Phoronix Test Suite supports over 220 test profiles and over 60 test suites. It uses an XML-based testing architecture. Tests available to use include MEncoder, FFmpeg and lm sensors, along with OpenGL games such as Doom 3, Nexuiz, and Enemy Territory: Quake Wars, and many more. The suite also contains a feature called PTS Global where users may upload their test results and system information for sharing. By executing a single command, other users can compare their test results to a selected system in an easy-comparison mode. Before 2014, these benchmark results could be uploaded to the Phoronix Global online database, but since 2013, these benchmark results can be uploaded to openbenchmarking.org. Phoronix supports automated Git bisecting on a performance basis to find performance regressions, and features statistical significance verification.

== Platforms ==
PTS is installable on Linux, macOS, Windows, BSD variants, Solaris and GNU Hurd, enabling comparable workflows across heterogeneous environments.

== Components ==
=== Phoromatic ===
Phoromatic is a web-based remote test management system for the Phoronix Test Suite. It allows the automatic scheduling of tests. It's aimed at the enterprise. It can manage multiple test nodes simultaneously within a test farm or distributed environment.

=== Phoromatic Tracker ===
Phoromatic Tracker is an extension of Phoromatic that provides a public interface into test farms.
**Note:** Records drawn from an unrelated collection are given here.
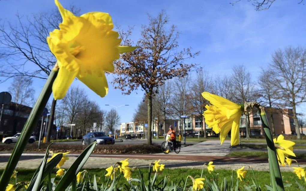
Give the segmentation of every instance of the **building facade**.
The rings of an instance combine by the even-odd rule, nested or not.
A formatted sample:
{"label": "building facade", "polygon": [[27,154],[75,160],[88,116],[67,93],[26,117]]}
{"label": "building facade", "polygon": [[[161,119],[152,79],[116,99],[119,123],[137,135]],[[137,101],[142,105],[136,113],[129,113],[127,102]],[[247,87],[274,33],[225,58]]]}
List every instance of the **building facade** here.
{"label": "building facade", "polygon": [[[273,110],[273,122],[275,134],[276,135],[286,134],[295,134],[295,130],[293,119],[292,117],[292,109],[274,109]],[[266,111],[268,121],[272,130],[272,119],[268,112]],[[249,112],[250,123],[250,134],[251,136],[259,136],[263,135],[264,131],[260,119],[259,112],[254,109]],[[187,135],[202,134],[204,126],[206,127],[207,134],[208,136],[216,136],[218,135],[214,132],[211,127],[208,127],[205,122],[205,118],[203,115],[191,115],[185,118],[185,128]],[[240,119],[240,131],[241,137],[246,136],[246,128],[248,119],[246,115],[243,115]],[[152,134],[154,136],[156,134],[162,136],[169,130],[169,126],[172,125],[176,132],[182,134],[183,122],[182,119],[167,119],[165,120],[165,127],[163,119],[154,118],[152,124]],[[137,137],[143,137],[146,133],[146,129],[145,123],[139,122],[132,122],[122,123],[120,125],[120,134],[124,136],[127,134],[131,134]],[[304,130],[304,129],[303,129]],[[304,130],[303,132],[306,132]]]}

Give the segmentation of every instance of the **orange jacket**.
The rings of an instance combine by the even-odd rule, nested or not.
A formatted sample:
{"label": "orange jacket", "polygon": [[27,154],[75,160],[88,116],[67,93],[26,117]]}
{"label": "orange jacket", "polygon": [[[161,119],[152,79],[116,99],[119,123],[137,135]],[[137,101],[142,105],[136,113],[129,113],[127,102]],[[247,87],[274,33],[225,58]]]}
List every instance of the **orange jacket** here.
{"label": "orange jacket", "polygon": [[176,140],[176,137],[175,136],[175,131],[174,130],[169,130],[168,134],[170,135],[170,138],[171,140]]}

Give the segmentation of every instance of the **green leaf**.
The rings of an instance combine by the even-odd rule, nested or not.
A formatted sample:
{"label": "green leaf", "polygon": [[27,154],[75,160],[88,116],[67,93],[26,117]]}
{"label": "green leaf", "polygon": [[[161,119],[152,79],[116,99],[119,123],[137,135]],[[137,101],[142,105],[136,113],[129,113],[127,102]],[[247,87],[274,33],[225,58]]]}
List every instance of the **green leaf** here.
{"label": "green leaf", "polygon": [[73,180],[75,176],[85,164],[91,152],[95,149],[95,143],[94,142],[86,147],[69,167],[60,181],[54,191],[62,191],[65,189]]}
{"label": "green leaf", "polygon": [[98,190],[98,185],[97,185],[97,180],[95,179],[95,174],[94,175],[94,189]]}
{"label": "green leaf", "polygon": [[[51,171],[54,167],[57,165],[59,161],[61,161],[62,158],[63,157],[63,154],[61,153],[57,155],[56,156],[53,157],[48,163],[47,163],[45,167],[44,171],[43,174],[43,176],[42,177],[42,179],[43,180],[48,174],[49,172]],[[41,165],[41,163],[40,165]],[[32,178],[32,180],[30,182],[29,186],[27,189],[27,191],[32,190],[34,184],[35,183],[36,179],[37,178],[38,174],[39,171],[39,169],[40,169],[40,165],[38,168],[35,172],[36,174],[34,174],[33,176],[33,177]]]}
{"label": "green leaf", "polygon": [[57,73],[57,71],[53,70],[51,70],[47,81],[43,88],[22,129],[20,137],[18,138],[14,147],[6,166],[2,173],[0,178],[0,188],[6,188],[9,183],[9,178],[8,178],[7,177],[11,177],[13,174],[20,156],[28,142],[31,134],[37,126],[37,123],[43,113],[43,110],[45,108],[52,92],[52,84],[56,77]]}
{"label": "green leaf", "polygon": [[[43,159],[43,162],[42,163],[41,165],[40,165],[39,171],[38,172],[38,173],[37,174],[37,177],[36,178],[36,179],[35,180],[35,183],[34,183],[34,185],[33,185],[33,188],[32,189],[32,190],[37,191],[40,189],[39,187],[40,185],[40,182],[42,180],[42,177],[43,176],[43,174],[45,170],[45,167],[47,163],[47,160],[48,160],[48,156],[49,155],[49,147],[50,147],[50,145],[52,144],[52,143],[51,143],[49,145],[47,148],[47,150],[46,151],[45,157],[44,157]],[[48,173],[47,173],[47,174],[44,174],[44,175],[45,176],[47,176],[47,174]]]}

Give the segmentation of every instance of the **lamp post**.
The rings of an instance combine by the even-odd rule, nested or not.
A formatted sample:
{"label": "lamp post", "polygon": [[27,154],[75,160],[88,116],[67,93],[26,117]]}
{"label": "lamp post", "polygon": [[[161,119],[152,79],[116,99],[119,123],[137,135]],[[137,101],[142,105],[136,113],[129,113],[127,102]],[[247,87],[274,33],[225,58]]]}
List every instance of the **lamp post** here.
{"label": "lamp post", "polygon": [[105,105],[109,105],[110,106],[112,106],[116,108],[116,115],[115,117],[115,128],[114,128],[114,138],[116,139],[116,128],[117,126],[117,109],[121,107],[122,107],[122,106],[128,106],[129,105],[119,105],[119,106],[115,106],[114,105],[110,105],[110,104],[105,104]]}

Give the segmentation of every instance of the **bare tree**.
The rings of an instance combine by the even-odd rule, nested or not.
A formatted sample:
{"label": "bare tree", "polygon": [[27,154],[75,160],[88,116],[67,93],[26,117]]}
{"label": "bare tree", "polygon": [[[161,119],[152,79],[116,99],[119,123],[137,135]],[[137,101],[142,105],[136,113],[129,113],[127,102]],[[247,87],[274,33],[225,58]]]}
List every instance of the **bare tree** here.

Currently, their reference implementations autonomously monitor the performance of the Linux kernel on a daily basis, Fedora Rawhide, and Ubuntu.

=== PTS Desktop Live ===
PTS Desktop Live was a stripped-down x86-64 Linux distribution, which included Phoronix Test Suite 2.4. It was designed for testing/benchmarking computers from a LiveDVD / LiveUSB environment.

=== Phodevi ===
Phodevi (Phoronix Device Interface) is a library that provides a clean, stable, platform-independent API for accessing software and hardware information.

=== PCQS ===
Phoronix Certification & Qualification Suite (PCQS) is a reference specification for the Phoronix Test Suite.

=== Open Benchmarking ===
OpenBenchmarking.org is a web-based service created to work with the Phoronix Test Suite. It is a collaborative platform that allows users to share their hardware and software benchmarks through an organized online interface.

It is primarily used for performance benchmarking and testing hardware/software performance, typically in the context of Linux-based systems (unlike SoapUI, which is used for testing web services).